C’est ce qu’explique Gilles Bisson: «Il faudrait regrouper tous les fonds que reçoit la communauté francophone à l’intérieur d’un budget des Affaires francophones. Les différents ministères qui reçoivent de l’argent pour les services en français ne seront pas dépouillés pour autant. Pour gérer cet argent, il peut s’agir d’une collaboration entre les différents ministères et le ministère des Affaires francophones ou d’un budget centralisé dans ce dernier ministère. Peu importe où l’on garde l’argent, l’important est de gagner en cohérence et d’avoir une vision globale pour la communauté, pour son épanouissement. Aujourd’hui, les ministères travaillent chacun de leur côté, ce qui n’est pas la meilleure manière de dépenser l’argent. Avec un ministère des Affaires francophones, on pourrait chaque année choisir de mettre l’accent sur tel ou tel programme, telle ou telle priorité.»

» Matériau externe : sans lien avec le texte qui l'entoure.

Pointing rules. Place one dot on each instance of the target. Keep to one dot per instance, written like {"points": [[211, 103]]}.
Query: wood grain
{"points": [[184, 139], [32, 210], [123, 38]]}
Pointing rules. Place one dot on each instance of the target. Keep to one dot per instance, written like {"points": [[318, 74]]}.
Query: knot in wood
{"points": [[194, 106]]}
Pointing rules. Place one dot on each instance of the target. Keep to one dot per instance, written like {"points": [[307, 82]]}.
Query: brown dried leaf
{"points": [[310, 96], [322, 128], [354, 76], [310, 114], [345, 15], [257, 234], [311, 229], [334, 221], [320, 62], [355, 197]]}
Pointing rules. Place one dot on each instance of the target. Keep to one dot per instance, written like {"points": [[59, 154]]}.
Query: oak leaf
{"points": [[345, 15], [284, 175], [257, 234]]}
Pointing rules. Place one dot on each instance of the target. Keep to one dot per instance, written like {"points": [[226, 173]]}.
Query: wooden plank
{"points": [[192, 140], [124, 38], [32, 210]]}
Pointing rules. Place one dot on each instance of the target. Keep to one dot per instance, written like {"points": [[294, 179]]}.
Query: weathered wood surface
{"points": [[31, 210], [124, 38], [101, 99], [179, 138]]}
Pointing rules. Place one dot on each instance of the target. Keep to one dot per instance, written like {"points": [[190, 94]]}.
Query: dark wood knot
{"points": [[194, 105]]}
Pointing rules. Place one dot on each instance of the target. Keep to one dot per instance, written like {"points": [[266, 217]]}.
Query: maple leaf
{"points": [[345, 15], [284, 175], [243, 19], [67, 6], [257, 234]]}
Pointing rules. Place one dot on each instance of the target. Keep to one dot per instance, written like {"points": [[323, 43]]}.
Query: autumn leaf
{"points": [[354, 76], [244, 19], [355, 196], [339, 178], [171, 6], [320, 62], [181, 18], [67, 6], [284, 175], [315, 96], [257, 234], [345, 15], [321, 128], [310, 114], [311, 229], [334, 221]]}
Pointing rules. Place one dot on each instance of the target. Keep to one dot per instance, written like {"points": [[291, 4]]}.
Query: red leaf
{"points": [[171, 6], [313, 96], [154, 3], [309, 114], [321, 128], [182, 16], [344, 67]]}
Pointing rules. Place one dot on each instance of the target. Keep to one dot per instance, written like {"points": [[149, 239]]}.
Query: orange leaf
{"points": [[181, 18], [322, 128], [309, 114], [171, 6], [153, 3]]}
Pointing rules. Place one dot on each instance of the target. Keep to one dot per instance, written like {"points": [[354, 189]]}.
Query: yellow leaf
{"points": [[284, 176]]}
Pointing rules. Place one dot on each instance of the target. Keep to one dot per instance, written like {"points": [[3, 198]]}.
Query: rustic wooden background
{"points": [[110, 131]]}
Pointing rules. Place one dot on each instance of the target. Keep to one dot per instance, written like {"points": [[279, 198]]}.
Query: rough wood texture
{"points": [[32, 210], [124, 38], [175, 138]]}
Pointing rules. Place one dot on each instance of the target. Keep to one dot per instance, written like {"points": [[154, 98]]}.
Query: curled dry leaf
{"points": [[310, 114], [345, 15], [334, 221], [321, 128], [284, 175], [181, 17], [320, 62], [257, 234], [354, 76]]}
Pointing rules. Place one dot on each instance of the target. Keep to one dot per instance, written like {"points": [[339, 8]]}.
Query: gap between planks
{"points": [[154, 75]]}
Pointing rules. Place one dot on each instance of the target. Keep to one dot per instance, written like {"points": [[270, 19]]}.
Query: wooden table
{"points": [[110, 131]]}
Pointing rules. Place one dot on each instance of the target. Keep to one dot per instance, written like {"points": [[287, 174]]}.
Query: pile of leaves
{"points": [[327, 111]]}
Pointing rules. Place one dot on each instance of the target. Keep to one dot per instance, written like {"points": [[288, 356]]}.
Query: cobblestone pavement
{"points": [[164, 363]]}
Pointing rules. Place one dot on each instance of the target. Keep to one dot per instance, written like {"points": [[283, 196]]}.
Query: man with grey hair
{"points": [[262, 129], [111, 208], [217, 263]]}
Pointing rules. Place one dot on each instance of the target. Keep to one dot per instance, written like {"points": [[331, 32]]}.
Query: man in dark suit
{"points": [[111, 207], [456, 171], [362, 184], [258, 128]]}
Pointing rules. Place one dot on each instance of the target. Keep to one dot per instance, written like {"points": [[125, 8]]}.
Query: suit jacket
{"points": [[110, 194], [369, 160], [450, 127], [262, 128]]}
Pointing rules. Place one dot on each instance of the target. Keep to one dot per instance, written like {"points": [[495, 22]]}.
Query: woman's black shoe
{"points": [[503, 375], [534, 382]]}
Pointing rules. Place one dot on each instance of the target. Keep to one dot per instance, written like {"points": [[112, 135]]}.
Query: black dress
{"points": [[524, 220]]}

Mais lorsque l’on parle gros sous, Mariette Carrier-Fraser, présidente de l’Assemblée de la francophonie de l’Ontario, a d’autres pistes que celle d’un nouveau ministère. Selon elle, il faudrait que l’Office des affaires francophones reçoive davantage de financement et que la gestion des fonds soit mieux structurée, en collaboration avec la ministre déléguée aux Affaires francophones, Madeleine Meilleur.

Mariette Carrier-Fraser a d’ailleurs d’autres réserves face à cette proposition de création de ministère. Quel mandat aurait-t-il? Permettrait-t-il aux francophones d’avoir un meilleur accès aux services en français? Ferait-il mieux ce travail que les structures existantes?

Mariette Carrier-Fraser évoque aussi d’autres problèmes: «Tous les ministres ont une responsabilité face à la Loi 8 et il faut qu’ils gardent cette responsabilité. Le travail vient juste de commencer, les ministères auront des comptes à rendre, il faut d’abord voir où cela peut mener. Et puis, il serait délicat qu’un ministère des Affaires francophones puisse “donner des ordres” à d’autres ministères. Enfin, la création d’un tel ministère prendrait inévitablement du temps et l’on risque de devoir attendre quelques années avant que des résultats se fassent sentir. J’aimerais bien discuter avec M. Bisson pour voir comment un tel ministère pourrait fonctionner.»

Ce dernier balaie d’un revers de la main la dernière objection de Mariette Carrier-Fraser. «C’est sûr que cela prendrait un peu de temps, il faut toujours une période de transition pour de tels changements mais ce n’est pas insurmontable!»

Si la présidente de l’Assemblée de la francophonie de l’Ontario est dubitative face à la proposition du député Bisson, Madeleine Meilleur a un point de vue bien plus tranché.

Selon elle, les responsabilités qui lui ont été attribuées sont suffisantes pour répondre aux demandes des citoyens francophones, quels que soient les domaines de leurs requêtes. Elle considère aussi qu’elle bénéficie des fonds nécessaires pour accomplir sa tâche.

«Je ne vois pas ce qu’un tel ministère ajouterait. Il y a déjà l’Office des affaires francophones! Et l’on a fait beaucoup d’avancées. Par ailleurs, il faut garder des ministres responsables de ce qu’ils font pour les services en français et non ghettoïser les francophones. Le NPD fait beaucoup de promesses dans l’opposition mais lorsqu’ils ont été au pouvoir, ils n’ont pas fait grand chose pour les francophones!»

Le nouveau commissaire aux services en français de l’Ontario François Boileau hésite quant a lui à se prononcer sur la question: «Je ne pense pas qu’un tel ministère changerait quoi que ce soit à mon travail mais je ne veux pas non plus minimiser l’importance du débat.»

Le gouvernement McGuinty n’a pas donné suite à la demande du NPD mais Gilles Bisson ne désespère pas: «La création récente du ministère des Affaires autochtones est une opportunité de relancer le débat d’un ministère des Affaires francophones. C’est notre cheval de bataille.»